We tested the possibility that many inactive genes occupied by histone H3K4me3 actually produce full-length transcripts that were not detected previously by either MPSS or microarray methods (Figures 4H–4I). Using quantitative RT-PCR, we assayed transcripts for 38 genes enriched in H3K4me3 but for which transcripts had not been detected previously (Figure 4H, green bars) and, as a positive control, 4 genes selected at random from the list of genes enriched in H3K4me3 for which transcripts had been previously detected (Figure 4H, blue bars). Standard curves derived from known quantities of three independent cDNAs were used to estimate the number of transcripts per cell (Figure S5). While the randomly selected positive control genes had transcript levels averaging 69 molecules per cell, the genes in the inactive set had transcript levels averaging 0.7 molecules per cell. The levels of transcripts in the positive control group ranged from 2 to 224 molecules per cell, whereas the inactive set had 0.0002 to 6.5 molecules per cell. These data show that some of the genes occupied by histone H3K4me3 and whose transcripts had not been detected previously by either MPSS or microarray methods are indeed transcribed, but that little or no transcript accumulates for most of these genes. Interestingly, the levels of histone H3K4me3, the modification associated with transcription initiation, were similar for the genes in both the active and inactive classes (Figure 4I). Thus, there is a class of genes for which there is ample evidence of transcription initiation (promoter occupancy by histone H3K4me3, histone H3K9,14Ac, and initiating Pol II) but for which there is little evidence of transcript elongation (histone H3K36me3, histone H3K79me2, and elongating Pol II) or transcript accumulation (RT-PCR).

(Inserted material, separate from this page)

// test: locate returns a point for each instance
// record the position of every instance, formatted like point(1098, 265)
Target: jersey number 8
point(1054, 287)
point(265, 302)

For genes whose promoters were enriched in H3K4me3 but that did not accumulate detectable amounts of mRNA (Figure 4H), we attempted to detect RNA molecules originating from the extreme 5′ end of the gene using real-time qPCR. We designed probes to sequences within the 5′-most 70 nucleotides of genes expressed at <1 transcript per cell. The results demonstrate that RNA species containing sequences at the extreme 5′ end can be detected for essentially all genes tested (Figure S6). We conclude that many genes that do not produce full-length mRNAs nonetheless experience transcript initiation.
We searched for features common to the genes that lacked nucleosomes enriched with histone H3K4me3. Nearly half of the loci lacking histone H3K4me3 contained clusters of ≥3 homologous genes that encode conserved proteins including olfactory receptors, taste receptors, keratins, apolipoproteins, interleukins, and leukocyte antigens (Figure 5). In some instances, gene clusters lacking H3K4me3 enrichment extended across dozens of genes covering Mb regions of the genome (Figures 5A and 5B). For example, only 4 of the 309 olfactory genes represented on the DNA microarray showed >2-fold H3K4me3 enrichment (Table S3). For these clusters of olfactory receptor genes, there is evidence that a single enhancer controls selective transcription initiation at a single gene within the cluster (Lomvardas et al., 2006). It is possible, then, that the loci containing clustered homologous genes lacking histone H3K4me3 are generally regulated by enhancer regions that impose stricter control of initiation than typically observed at other genes.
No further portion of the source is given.